In paraphrasing Axelrod (1997a), at first sight, we could say that the problem
is whether an unexpected result is a reflection of the computational model, due to
a mistake in the implementation of the pre-computational model, or is a surprising
consequence of the pre-computational model itself. Unfortunately, the problem is
more complicated than that. In many cases mistakes in the code may not be qualified
simply as mistakes, but only as one interpretation among many others possible
for implementing a conceptual model. Nevertheless, from a practical viewpoint
there may be still good reasons to make the distinction between V&V. A number
of established practices exist for the corresponding quadrants of Fig. 9.1. We will
address some of these in the following sections.
9.3 Validation Approaches
We offered a conceptual definition of validation in Sect. 9.2.2. Had we given an
operational definition, things would have become somewhat problematical. Models
of social complexity are diverse and there is no definitive and guaranteed criterion of
validity. As Amblard et al. (2007) remarked, “validation suggests a reflection on the
intended use of the model in order to be valid, and the interpretation of the results
should be done in relation to that specific context.”
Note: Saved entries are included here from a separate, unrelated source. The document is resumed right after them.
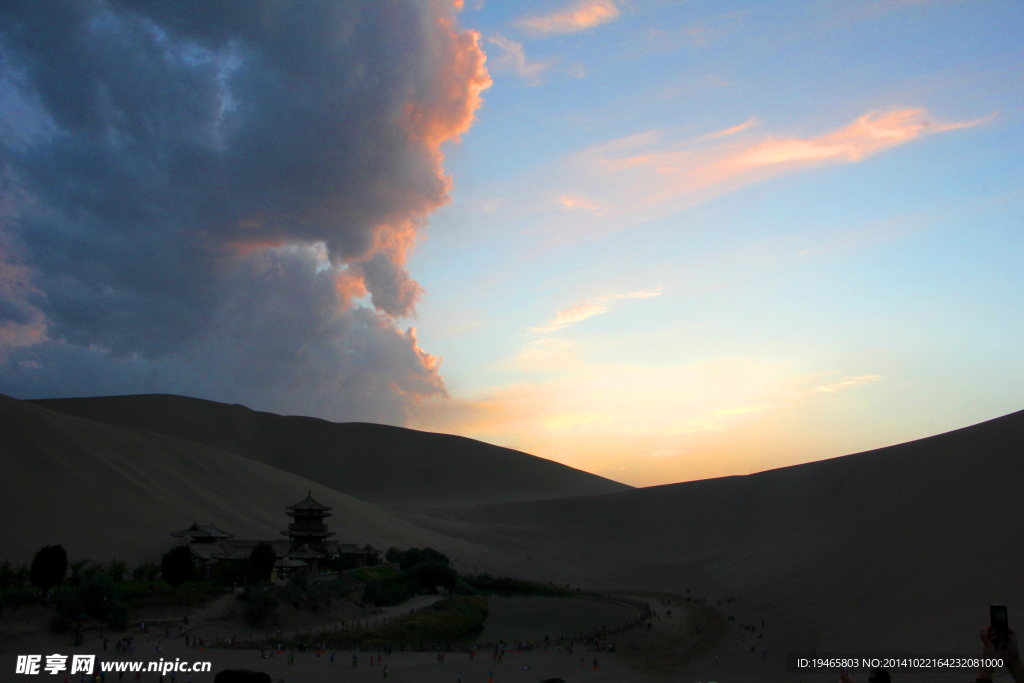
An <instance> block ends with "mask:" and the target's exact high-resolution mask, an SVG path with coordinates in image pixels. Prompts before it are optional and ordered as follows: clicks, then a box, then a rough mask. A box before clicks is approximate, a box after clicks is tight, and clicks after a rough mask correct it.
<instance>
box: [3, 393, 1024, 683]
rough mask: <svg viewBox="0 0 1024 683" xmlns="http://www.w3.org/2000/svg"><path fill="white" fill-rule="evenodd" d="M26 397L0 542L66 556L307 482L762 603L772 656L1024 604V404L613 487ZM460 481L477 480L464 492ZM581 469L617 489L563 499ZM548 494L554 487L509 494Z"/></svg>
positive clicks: (945, 645) (186, 403)
mask: <svg viewBox="0 0 1024 683" xmlns="http://www.w3.org/2000/svg"><path fill="white" fill-rule="evenodd" d="M41 404H45V405H54V407H55V405H58V403H56V402H51V401H46V402H43V401H40V403H39V404H30V403H26V402H22V401H16V400H13V399H9V398H2V399H0V420H2V424H0V427H2V431H0V434H2V437H0V454H2V457H3V462H4V465H5V473H7V474H8V475H9V476H8V477H7V478H6V479H5V482H14V483H13V484H11V483H7V485H5V490H4V496H3V497H2V498H0V501H2V502H0V514H2V515H3V519H4V520H5V521H7V522H8V523H6V524H5V525H4V530H3V532H2V535H3V536H2V537H0V544H2V545H0V554H5V555H15V556H16V555H23V556H24V554H25V553H26V552H31V551H34V550H35V549H36V548H37V547H39V546H40V545H42V544H44V543H52V542H63V543H66V544H67V545H68V546H69V547H70V549H71V550H72V552H73V554H82V553H87V554H92V555H93V556H103V555H106V556H117V555H122V556H135V555H140V554H147V553H153V552H157V551H160V550H163V549H164V547H165V544H166V543H167V541H168V540H169V537H167V536H166V533H167V532H168V531H169V530H172V529H175V528H178V527H182V526H184V525H186V524H187V523H188V522H190V521H191V519H193V518H194V517H200V518H204V519H213V520H215V521H217V522H218V524H220V525H222V526H223V527H225V528H228V529H229V530H233V531H236V532H238V533H240V535H250V536H252V535H265V533H274V532H276V531H278V530H279V529H280V528H282V526H283V523H284V521H285V520H284V517H283V515H282V510H283V507H284V506H285V505H287V504H290V503H292V502H294V500H297V498H299V497H300V494H301V493H303V492H304V490H305V489H306V488H307V487H309V488H312V489H313V493H314V495H315V496H317V497H319V498H322V499H323V500H324V501H325V502H327V503H329V504H330V505H333V506H334V507H335V508H336V516H335V517H333V518H332V519H333V527H334V528H335V529H337V530H339V531H342V533H341V536H345V537H349V538H352V540H358V541H364V540H367V541H370V542H372V543H375V544H381V545H388V544H395V545H413V544H417V545H419V544H427V543H430V544H433V545H436V546H438V547H441V548H444V549H449V550H455V551H456V552H457V553H459V555H460V556H461V559H462V564H463V567H464V568H468V567H470V566H479V568H480V569H481V570H490V571H495V572H499V573H502V574H507V573H511V574H517V575H520V577H528V578H536V579H542V580H549V579H550V580H559V581H568V582H571V583H573V584H578V585H580V584H583V585H589V586H606V587H609V588H612V587H613V588H617V589H644V590H649V589H656V590H665V591H675V592H684V591H685V590H686V589H687V588H691V589H692V590H693V591H694V595H705V596H707V597H709V598H711V599H712V600H715V599H716V598H719V597H724V596H733V597H736V598H739V600H740V602H739V603H737V606H736V607H735V609H740V610H745V613H748V614H760V615H761V616H758V617H757V618H762V617H764V616H767V621H768V623H769V624H770V626H769V628H768V630H767V631H766V636H767V638H766V639H765V640H764V645H765V646H767V647H768V648H770V649H771V651H772V652H773V653H780V652H784V651H790V650H798V649H810V648H811V647H817V649H818V651H819V652H821V651H828V650H831V651H837V650H844V649H846V650H856V651H862V652H863V651H867V650H877V651H890V652H893V651H916V652H974V651H976V650H977V629H978V628H979V627H981V626H982V625H984V624H986V623H987V618H988V616H987V606H988V605H989V604H990V603H1007V604H1009V605H1010V614H1011V625H1012V626H1013V625H1015V624H1016V625H1017V626H1018V627H1019V625H1020V624H1021V621H1022V618H1024V616H1022V615H1024V599H1022V598H1024V545H1022V544H1021V542H1020V539H1021V536H1022V535H1021V531H1024V515H1022V512H1024V505H1022V503H1021V500H1022V497H1021V492H1022V484H1024V412H1022V413H1016V414H1013V415H1009V416H1006V417H1004V418H999V419H997V420H993V421H990V422H986V423H982V424H980V425H976V426H974V427H970V428H967V429H961V430H957V431H954V432H950V433H947V434H942V435H939V436H935V437H932V438H927V439H922V440H919V441H913V442H910V443H905V444H901V445H896V446H891V447H888V449H881V450H878V451H872V452H869V453H863V454H858V455H853V456H847V457H844V458H837V459H834V460H827V461H822V462H817V463H811V464H807V465H800V466H796V467H790V468H784V469H779V470H773V471H769V472H763V473H760V474H755V475H751V476H743V477H726V478H722V479H711V480H705V481H693V482H687V483H679V484H671V485H665V486H654V487H650V488H643V489H628V488H626V487H622V486H617V485H615V484H613V483H612V482H607V481H606V480H602V479H600V478H598V477H593V478H591V477H589V476H587V475H583V474H582V473H579V472H575V471H574V470H570V469H568V468H561V467H560V466H556V465H554V464H553V463H547V462H546V461H540V460H539V459H530V458H529V457H528V456H524V455H523V454H517V453H515V452H508V451H505V450H501V449H494V450H489V447H483V444H478V443H476V442H473V441H470V440H468V439H457V438H455V437H443V436H441V435H432V434H421V433H418V432H413V431H410V430H400V429H394V428H380V427H374V426H372V425H333V424H331V423H325V422H323V421H318V420H306V419H301V418H280V417H276V416H270V415H267V414H258V413H253V412H251V411H248V410H247V409H244V408H241V407H228V405H223V404H218V403H210V402H208V401H197V400H194V399H176V398H175V397H169V396H145V397H138V398H134V397H132V398H129V397H120V398H112V399H90V400H79V401H63V402H62V404H60V408H61V410H68V411H72V410H73V411H75V412H77V413H79V414H88V415H90V416H91V417H94V418H97V419H100V420H103V419H108V421H109V420H110V416H111V414H113V413H114V412H115V411H118V410H122V411H123V413H122V417H121V418H120V419H121V421H122V422H126V423H130V424H132V425H133V426H136V427H143V428H150V429H153V428H161V429H168V430H171V429H173V430H174V431H176V433H177V434H178V435H181V434H183V433H187V434H191V435H194V436H196V437H197V438H202V439H206V440H207V441H211V442H216V443H218V444H221V445H223V446H224V449H230V450H232V451H234V452H236V454H237V453H244V454H246V455H249V456H251V457H249V458H247V457H242V456H240V455H236V454H231V453H227V452H226V451H224V450H218V449H214V447H210V446H209V445H200V444H197V443H195V442H190V441H185V440H181V439H178V438H173V437H170V436H165V435H159V434H156V433H153V432H152V431H140V430H135V429H130V428H126V427H119V426H114V425H103V424H99V423H96V422H91V421H89V420H85V419H81V418H77V417H73V416H71V415H67V414H59V413H54V412H52V411H49V410H45V409H43V408H41V407H40V405H41ZM424 443H427V444H429V447H428V446H426V445H424ZM450 444H451V445H452V446H453V449H455V450H456V451H455V453H454V455H453V453H450V452H449V451H446V447H445V446H446V445H450ZM406 449H408V451H407V450H406ZM459 449H461V450H459ZM293 454H312V455H311V456H309V458H308V459H305V460H304V459H303V458H299V457H294V460H295V462H294V463H292V466H293V467H294V468H295V469H296V470H298V469H300V468H310V472H311V473H312V474H314V475H315V474H317V471H316V468H317V467H324V468H326V469H328V470H330V472H329V474H327V475H324V476H319V477H318V480H319V481H321V482H324V481H327V480H329V479H330V478H331V477H334V478H335V479H339V480H342V481H341V483H340V484H339V485H344V486H345V489H346V492H351V493H354V494H357V495H360V496H364V497H366V498H369V499H375V500H381V501H383V502H385V503H392V502H395V503H408V502H415V503H419V504H420V505H419V506H414V507H409V506H406V507H392V508H389V511H386V512H385V511H382V510H381V509H380V508H378V507H376V506H375V505H373V504H370V503H366V502H361V501H358V500H355V499H354V498H350V497H349V496H346V495H344V494H340V493H337V492H334V490H331V489H330V488H327V487H325V486H324V485H318V484H315V483H312V482H310V481H308V480H306V479H302V478H300V477H299V476H297V475H295V474H288V473H284V472H282V471H280V470H278V469H274V468H272V467H269V466H268V465H267V464H264V463H261V462H256V460H260V459H265V460H268V461H273V462H276V461H278V460H281V461H287V460H288V457H289V456H290V455H293ZM492 457H493V459H492ZM360 459H361V460H360ZM506 471H508V476H505V475H504V474H505V472H506ZM435 473H439V474H438V475H437V476H434V474H435ZM549 475H550V478H547V477H549ZM310 478H313V477H310ZM335 479H330V480H335ZM389 486H393V487H394V492H389V490H388V487H389ZM473 486H479V487H480V488H482V492H474V490H469V492H467V490H464V489H465V488H472V487H473ZM588 486H590V487H594V488H598V489H607V488H618V490H613V492H612V493H605V494H601V495H590V496H581V494H582V493H584V492H585V490H586V489H587V487H588ZM367 492H369V493H367ZM444 492H452V494H451V496H450V497H447V498H445V497H444V496H441V495H439V494H441V493H444ZM558 492H569V493H568V494H563V495H566V496H569V498H562V499H557V500H535V501H530V502H521V499H522V498H528V497H536V498H544V497H551V496H555V495H557V493H558ZM517 498H519V499H520V502H504V503H492V504H487V505H481V506H476V505H468V503H471V502H473V501H474V500H475V501H480V500H492V501H515V500H516V499H517ZM431 502H432V503H433V505H432V506H431V505H427V504H429V503H431ZM396 515H397V516H396ZM399 517H400V518H399ZM10 520H16V523H10ZM729 609H733V607H730V608H729ZM1015 615H1016V616H1015ZM1018 630H1020V629H1019V628H1018ZM760 645H761V641H759V646H760ZM912 678H914V677H908V678H907V680H911V679H912ZM919 678H920V677H919ZM926 678H927V677H926ZM808 680H818V679H808ZM822 680H823V679H822ZM901 680H902V679H901ZM935 680H967V679H966V678H965V675H961V674H950V675H949V676H939V677H935Z"/></svg>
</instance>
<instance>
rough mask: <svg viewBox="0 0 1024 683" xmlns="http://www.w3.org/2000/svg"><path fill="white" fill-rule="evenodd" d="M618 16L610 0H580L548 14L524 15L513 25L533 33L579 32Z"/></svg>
mask: <svg viewBox="0 0 1024 683" xmlns="http://www.w3.org/2000/svg"><path fill="white" fill-rule="evenodd" d="M616 18H618V7H616V6H615V3H614V2H612V1H611V0H582V1H581V2H577V3H574V4H572V5H569V6H568V7H566V8H564V9H560V10H557V11H554V12H551V13H548V14H538V15H532V16H524V17H522V18H520V19H519V20H517V22H516V23H515V26H517V27H519V28H522V29H526V30H527V31H530V32H531V33H535V34H565V33H579V32H581V31H586V30H587V29H592V28H594V27H596V26H600V25H602V24H607V23H608V22H613V20H615V19H616Z"/></svg>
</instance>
A specific use may be associated with different methodological perspectives
for building the model, with different strategies, types of validity tests, and
techniques (Fig. 9.2). Consider the kind of subjunctive, metaphorical models such
as Schelling’s (1971). In these models there is no salient validation step during the
simulation development process. Design and validation walk together. The intended
use is not to show that the simulation is plausible against a specific context of social
reality but to propose abstract or schematic mechanisms as broad representations of
classes of social phenomena. In other cases, the goal may be modelling a specific
target domain, full of context, with use of empirical data and significant amounts
of rich detail. Whereas in the former a good practice could be modelling with the
greatest parsimony possible so as to have a computational model sanctionable by
human beings and comparable to other models, parsimony can be in opposition to
the goal of descriptive richness and thus inappropriate to the latter case.